このアーティストコラボ企画第1弾「再会 (produced by Ayase)」のプロデュースを手掛けたAyaseとともにYOASOBIのボーカルikuraとしても活動する幾田りらは、2021年12月にYOASOBIとして初の有観客ライブを日本武道館で行なった。活動間もなく新たな試みで2020年代のJ-POPの顔となったYOASOBIの魅力は、ボカロシーンの手法も取り入れた曲や映像表現と、ikuraの凛としたボーカルだ。ボカロ曲のような細かな動きのあるメロディラインをも正確なピッチで歌い、なおかつその余韻に感情の機微をにじませる。シンガー・ソングライター幾田りらとしては、よりオーガニックなサウンドでその透明感のある歌声を聴かせる。「松本隆トリビュート」で「SWEET MEMORIES」をカバーした、瑞々しく細やかな表現力も印象的だった。「おもかげ」では、パンと抜けのあるボーカルを聞かせ、コーラスパートではふたりに対してより明るい色調の声やリズミカルな高音のパートで、曲の明度を上げていく。

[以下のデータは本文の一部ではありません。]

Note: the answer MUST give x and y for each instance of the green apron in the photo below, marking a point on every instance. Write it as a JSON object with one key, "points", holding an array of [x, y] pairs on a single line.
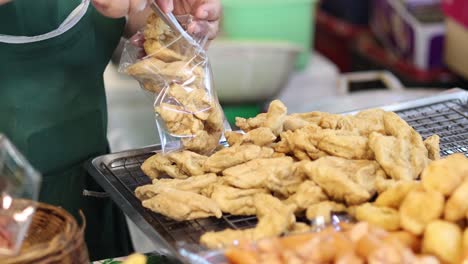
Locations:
{"points": [[53, 108]]}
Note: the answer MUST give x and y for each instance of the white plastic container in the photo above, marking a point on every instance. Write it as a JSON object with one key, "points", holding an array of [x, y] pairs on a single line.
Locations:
{"points": [[247, 71]]}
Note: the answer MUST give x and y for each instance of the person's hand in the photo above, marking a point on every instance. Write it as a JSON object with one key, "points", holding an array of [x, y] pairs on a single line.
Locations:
{"points": [[119, 8], [206, 13]]}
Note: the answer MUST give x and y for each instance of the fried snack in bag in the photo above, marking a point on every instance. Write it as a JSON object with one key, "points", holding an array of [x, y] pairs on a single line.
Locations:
{"points": [[176, 72]]}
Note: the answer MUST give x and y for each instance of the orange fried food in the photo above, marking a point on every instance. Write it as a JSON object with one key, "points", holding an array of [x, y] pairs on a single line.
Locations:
{"points": [[394, 196], [457, 204], [444, 240], [445, 175]]}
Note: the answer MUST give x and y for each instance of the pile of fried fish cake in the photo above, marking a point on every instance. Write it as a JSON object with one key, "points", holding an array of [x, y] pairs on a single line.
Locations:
{"points": [[281, 167]]}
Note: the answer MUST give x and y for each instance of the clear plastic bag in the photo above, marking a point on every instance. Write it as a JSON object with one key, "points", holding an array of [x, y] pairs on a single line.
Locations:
{"points": [[19, 187], [175, 70]]}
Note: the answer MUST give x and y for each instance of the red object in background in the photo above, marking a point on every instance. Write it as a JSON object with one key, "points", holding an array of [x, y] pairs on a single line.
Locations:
{"points": [[335, 38], [456, 9], [367, 46]]}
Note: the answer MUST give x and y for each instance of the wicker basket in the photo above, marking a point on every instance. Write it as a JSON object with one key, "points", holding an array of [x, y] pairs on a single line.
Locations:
{"points": [[53, 237]]}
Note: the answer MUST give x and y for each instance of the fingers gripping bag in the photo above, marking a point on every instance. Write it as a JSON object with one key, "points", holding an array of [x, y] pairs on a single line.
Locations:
{"points": [[175, 70]]}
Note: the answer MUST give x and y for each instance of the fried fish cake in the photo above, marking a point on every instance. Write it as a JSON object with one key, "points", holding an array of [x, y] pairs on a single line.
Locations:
{"points": [[192, 184], [384, 217], [444, 240], [235, 155], [394, 196], [182, 205], [419, 208], [432, 144], [397, 156], [446, 174], [235, 201], [457, 204], [307, 194], [350, 181], [324, 209]]}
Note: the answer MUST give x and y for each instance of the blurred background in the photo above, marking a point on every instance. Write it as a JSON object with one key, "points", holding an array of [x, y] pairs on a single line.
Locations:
{"points": [[329, 55]]}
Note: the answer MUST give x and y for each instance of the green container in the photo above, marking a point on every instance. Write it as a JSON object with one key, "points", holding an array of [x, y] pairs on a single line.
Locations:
{"points": [[285, 20], [245, 111]]}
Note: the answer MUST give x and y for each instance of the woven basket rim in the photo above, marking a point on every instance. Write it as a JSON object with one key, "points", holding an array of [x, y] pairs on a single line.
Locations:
{"points": [[67, 241]]}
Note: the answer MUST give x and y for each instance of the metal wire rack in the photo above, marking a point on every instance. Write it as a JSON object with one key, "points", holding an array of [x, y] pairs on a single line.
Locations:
{"points": [[120, 174]]}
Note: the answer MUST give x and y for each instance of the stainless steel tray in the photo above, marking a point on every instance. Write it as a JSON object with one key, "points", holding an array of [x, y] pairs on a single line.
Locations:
{"points": [[119, 173]]}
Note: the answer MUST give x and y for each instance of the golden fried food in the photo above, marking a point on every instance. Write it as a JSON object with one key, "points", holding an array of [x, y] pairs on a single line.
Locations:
{"points": [[446, 174], [432, 144], [178, 121], [193, 184], [234, 138], [276, 114], [346, 146], [316, 142], [383, 183], [324, 209], [297, 121], [444, 240], [194, 101], [394, 196], [178, 165], [307, 194], [399, 159], [272, 119], [182, 205], [365, 122], [456, 207], [159, 164], [225, 238], [274, 219], [202, 142], [149, 167], [350, 181], [188, 162], [299, 228], [251, 123], [419, 208], [235, 155], [274, 216], [235, 201], [160, 40], [465, 244], [256, 173], [261, 136], [384, 217]]}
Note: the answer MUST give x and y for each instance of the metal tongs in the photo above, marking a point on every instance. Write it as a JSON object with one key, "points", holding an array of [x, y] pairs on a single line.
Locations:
{"points": [[173, 23]]}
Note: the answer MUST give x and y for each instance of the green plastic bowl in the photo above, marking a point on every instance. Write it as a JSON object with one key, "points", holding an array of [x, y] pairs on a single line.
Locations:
{"points": [[285, 20]]}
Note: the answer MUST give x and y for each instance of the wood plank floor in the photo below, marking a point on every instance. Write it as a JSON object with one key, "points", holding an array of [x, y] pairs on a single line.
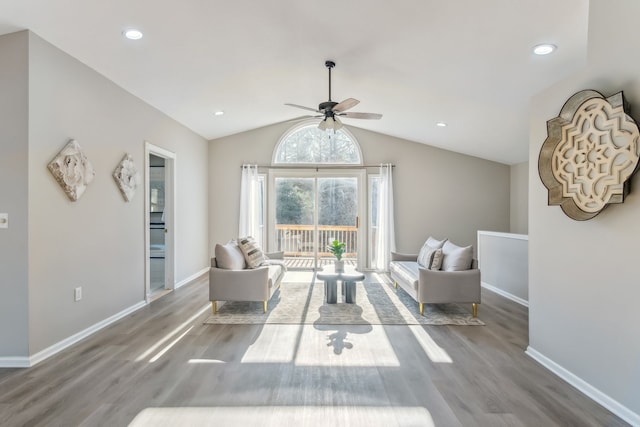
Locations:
{"points": [[163, 366]]}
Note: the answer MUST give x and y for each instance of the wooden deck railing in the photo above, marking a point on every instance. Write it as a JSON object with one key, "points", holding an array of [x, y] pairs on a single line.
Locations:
{"points": [[298, 240]]}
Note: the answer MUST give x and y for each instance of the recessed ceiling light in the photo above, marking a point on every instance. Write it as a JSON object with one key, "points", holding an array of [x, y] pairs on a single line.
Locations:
{"points": [[544, 49], [133, 34]]}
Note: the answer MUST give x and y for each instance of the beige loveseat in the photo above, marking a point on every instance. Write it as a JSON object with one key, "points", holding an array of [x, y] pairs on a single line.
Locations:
{"points": [[230, 279], [454, 278]]}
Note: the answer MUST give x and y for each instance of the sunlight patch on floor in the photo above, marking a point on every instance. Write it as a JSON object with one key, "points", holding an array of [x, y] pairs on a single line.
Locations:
{"points": [[345, 345], [173, 333], [370, 416], [275, 344], [433, 351], [298, 277]]}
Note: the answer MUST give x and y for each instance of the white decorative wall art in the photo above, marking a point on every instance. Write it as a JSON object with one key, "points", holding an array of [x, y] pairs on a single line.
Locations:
{"points": [[127, 177], [590, 154], [72, 170]]}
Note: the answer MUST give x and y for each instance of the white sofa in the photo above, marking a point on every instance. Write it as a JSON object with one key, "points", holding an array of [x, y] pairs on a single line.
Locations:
{"points": [[456, 280]]}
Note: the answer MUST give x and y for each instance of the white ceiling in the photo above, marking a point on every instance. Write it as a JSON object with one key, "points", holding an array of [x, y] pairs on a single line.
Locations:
{"points": [[465, 62]]}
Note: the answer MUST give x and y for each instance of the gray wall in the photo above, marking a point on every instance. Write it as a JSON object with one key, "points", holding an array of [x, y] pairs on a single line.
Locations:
{"points": [[583, 278], [519, 201], [437, 192], [13, 195], [98, 241]]}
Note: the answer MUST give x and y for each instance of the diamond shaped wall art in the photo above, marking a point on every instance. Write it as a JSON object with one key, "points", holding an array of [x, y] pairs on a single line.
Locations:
{"points": [[590, 154], [127, 177], [72, 170]]}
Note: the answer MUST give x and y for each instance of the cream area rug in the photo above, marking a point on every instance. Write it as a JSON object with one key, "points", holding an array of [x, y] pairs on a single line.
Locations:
{"points": [[376, 304]]}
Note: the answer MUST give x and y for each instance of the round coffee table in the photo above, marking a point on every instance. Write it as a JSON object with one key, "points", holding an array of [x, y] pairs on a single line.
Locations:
{"points": [[348, 278]]}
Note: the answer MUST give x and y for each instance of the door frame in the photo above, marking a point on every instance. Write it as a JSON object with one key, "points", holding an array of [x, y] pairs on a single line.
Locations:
{"points": [[169, 217], [358, 173]]}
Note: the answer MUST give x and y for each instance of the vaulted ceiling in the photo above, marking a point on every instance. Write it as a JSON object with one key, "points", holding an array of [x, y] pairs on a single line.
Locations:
{"points": [[467, 63]]}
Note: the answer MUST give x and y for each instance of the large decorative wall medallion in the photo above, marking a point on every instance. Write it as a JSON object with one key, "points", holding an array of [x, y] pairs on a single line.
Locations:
{"points": [[72, 170], [127, 177], [590, 154]]}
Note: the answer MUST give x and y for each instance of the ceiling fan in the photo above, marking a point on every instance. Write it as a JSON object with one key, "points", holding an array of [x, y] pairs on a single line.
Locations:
{"points": [[331, 110]]}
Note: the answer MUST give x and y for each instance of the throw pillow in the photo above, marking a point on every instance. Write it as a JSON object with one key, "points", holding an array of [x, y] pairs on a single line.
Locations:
{"points": [[253, 255], [230, 256], [456, 258], [436, 261], [425, 257]]}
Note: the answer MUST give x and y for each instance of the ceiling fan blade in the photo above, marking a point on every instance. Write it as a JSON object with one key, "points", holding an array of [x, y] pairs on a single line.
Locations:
{"points": [[303, 107], [345, 105], [299, 118], [374, 116]]}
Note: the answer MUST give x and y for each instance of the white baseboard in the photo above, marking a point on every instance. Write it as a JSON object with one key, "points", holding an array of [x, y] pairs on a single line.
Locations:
{"points": [[67, 342], [14, 362], [505, 294], [192, 277], [586, 388]]}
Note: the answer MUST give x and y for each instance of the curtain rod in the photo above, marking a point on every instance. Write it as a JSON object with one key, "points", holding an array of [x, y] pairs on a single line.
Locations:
{"points": [[316, 167]]}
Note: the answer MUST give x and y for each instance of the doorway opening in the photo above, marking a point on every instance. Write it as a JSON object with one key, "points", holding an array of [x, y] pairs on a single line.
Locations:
{"points": [[159, 214]]}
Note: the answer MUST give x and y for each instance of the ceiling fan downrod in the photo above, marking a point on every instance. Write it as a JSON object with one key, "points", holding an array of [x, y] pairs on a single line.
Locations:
{"points": [[328, 105]]}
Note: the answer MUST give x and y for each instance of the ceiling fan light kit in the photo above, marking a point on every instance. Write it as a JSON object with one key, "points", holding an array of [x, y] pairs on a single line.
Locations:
{"points": [[331, 110]]}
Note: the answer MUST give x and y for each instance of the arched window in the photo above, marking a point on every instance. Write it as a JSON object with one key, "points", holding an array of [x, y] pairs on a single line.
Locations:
{"points": [[306, 144]]}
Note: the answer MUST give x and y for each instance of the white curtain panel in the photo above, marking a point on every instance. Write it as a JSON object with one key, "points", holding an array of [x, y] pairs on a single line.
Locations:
{"points": [[385, 237], [249, 223]]}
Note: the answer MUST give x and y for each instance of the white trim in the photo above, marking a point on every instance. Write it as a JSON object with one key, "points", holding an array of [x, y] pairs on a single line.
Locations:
{"points": [[309, 123], [192, 277], [14, 362], [505, 294], [73, 339], [506, 235], [603, 399], [170, 216]]}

まさに3人3様の歌声で、歌番組などで一緒になる機会はあっても、3人揃ってのコラボレーションは貴重で、オリジナル曲となればなおさらだろう。ソングライターでありプロデューサーという立場で、この3人にタクトを振ったVaundyのポップマエストロぶりも素晴らしい。今、それぞれの輝きを放つ3人のボーカルと美しいハーモニーを響かせるこの曲で、そばにあるあたたかい愛の気配を感じてほしい。